JonDE said:
Personally I think the Euro needs to break up.
All arguments you make can be made for the US too. Does Michigan pay for California's spending (or debt level), and does the US need to break up over that?
There is no long term problem unless there isn't enough money being pumped to the deficit states from the surplus states. Until now, that probably happened with public debt, financial markets, the free commidity market, and other means.
Honestly, the system is pretty damned good since governments are, need to be, run like companies, and there's one central bank overseeing the banking system and currency.
There are only two questions: Are the debt levels of the individual economies too high to be sustainable in this system? (I would say no, except for Greece.) And second, is there enough money being pumped around between the states?
The first is debatable, if not, then Eurobonds.

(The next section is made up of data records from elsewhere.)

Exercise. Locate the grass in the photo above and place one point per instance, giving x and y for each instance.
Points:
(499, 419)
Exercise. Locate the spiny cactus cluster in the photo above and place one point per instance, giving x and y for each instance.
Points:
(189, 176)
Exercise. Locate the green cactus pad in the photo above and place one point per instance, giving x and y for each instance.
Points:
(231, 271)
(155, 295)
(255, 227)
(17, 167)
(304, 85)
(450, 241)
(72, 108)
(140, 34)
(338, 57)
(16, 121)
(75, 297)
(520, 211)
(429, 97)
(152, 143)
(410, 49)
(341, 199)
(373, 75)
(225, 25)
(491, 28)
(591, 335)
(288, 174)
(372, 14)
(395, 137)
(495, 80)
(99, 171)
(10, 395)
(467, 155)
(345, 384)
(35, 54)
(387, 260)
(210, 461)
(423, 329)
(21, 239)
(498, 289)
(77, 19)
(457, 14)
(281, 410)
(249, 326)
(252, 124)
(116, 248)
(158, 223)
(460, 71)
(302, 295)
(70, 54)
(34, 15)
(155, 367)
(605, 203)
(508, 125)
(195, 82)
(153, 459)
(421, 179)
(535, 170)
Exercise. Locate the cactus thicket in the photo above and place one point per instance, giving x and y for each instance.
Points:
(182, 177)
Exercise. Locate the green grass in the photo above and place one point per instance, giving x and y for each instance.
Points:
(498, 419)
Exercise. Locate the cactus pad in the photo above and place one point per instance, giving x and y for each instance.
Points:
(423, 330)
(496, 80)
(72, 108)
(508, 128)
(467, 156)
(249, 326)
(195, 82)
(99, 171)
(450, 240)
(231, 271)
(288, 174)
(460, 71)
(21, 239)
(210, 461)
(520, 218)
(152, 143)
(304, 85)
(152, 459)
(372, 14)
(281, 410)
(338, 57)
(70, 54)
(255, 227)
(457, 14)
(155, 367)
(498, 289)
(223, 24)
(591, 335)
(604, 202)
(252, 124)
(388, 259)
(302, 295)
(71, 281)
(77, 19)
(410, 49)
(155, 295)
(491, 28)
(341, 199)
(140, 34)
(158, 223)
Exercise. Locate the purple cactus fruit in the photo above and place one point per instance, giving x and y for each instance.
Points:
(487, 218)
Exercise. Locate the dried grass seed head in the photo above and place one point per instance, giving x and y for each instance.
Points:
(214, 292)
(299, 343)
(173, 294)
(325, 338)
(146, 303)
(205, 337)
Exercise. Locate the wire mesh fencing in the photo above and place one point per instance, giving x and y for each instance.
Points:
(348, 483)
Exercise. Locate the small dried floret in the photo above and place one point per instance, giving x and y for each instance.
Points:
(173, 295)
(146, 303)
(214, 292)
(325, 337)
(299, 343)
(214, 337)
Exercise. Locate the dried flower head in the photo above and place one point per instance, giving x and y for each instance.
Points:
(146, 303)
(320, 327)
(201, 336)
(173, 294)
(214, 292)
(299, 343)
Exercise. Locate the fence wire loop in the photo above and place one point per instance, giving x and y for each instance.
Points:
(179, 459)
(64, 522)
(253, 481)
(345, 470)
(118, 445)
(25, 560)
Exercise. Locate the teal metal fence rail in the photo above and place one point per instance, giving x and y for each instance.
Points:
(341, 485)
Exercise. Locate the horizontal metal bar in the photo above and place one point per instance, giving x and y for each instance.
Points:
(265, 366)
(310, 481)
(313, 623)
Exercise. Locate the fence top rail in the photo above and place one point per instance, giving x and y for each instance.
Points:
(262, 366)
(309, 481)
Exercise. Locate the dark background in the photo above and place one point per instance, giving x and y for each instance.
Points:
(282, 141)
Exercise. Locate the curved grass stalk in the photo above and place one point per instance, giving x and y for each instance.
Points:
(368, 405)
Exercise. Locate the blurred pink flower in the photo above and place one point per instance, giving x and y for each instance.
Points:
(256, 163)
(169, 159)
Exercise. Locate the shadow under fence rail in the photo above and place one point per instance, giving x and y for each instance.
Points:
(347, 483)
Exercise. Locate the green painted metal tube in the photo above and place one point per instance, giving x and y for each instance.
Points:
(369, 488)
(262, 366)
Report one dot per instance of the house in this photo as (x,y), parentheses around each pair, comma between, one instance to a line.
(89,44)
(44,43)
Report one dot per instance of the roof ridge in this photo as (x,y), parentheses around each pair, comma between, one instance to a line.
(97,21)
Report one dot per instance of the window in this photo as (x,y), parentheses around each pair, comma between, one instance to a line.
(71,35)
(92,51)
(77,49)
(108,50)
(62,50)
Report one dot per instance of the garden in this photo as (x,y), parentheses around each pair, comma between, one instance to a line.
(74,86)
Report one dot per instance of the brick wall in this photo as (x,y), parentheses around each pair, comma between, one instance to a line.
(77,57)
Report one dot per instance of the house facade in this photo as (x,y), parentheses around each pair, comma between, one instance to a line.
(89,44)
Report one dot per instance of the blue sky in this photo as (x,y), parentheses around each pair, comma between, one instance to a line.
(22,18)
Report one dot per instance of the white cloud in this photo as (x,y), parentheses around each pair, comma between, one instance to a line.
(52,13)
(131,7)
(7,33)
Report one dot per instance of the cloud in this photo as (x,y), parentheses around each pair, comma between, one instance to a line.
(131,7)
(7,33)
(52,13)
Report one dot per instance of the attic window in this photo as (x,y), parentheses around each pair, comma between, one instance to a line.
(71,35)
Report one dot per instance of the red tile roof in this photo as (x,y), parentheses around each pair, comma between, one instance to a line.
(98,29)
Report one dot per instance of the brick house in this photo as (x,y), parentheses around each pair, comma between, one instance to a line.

The second is probably okay at the moment, with the addendum that the surplus states probably will need to pay some for Greek pensions, which honestly, is a whatever. And a second addendum that part of the current mess is the result of sending too much money to the periphery, not too less.
Everything else: The balance of trade, the external debt, the amount of money, the number of assets, look okay for the Eurozone. Most of the news, therefor, is short-term humbug. It can all be solved, and since it can be solved, it will be solved.
(There's also the point that devaluing in current day markets might not work as good anymore as it used to, since everything is hedged anyway.)
(I am not an economist, so this is pretty much my layman's view.)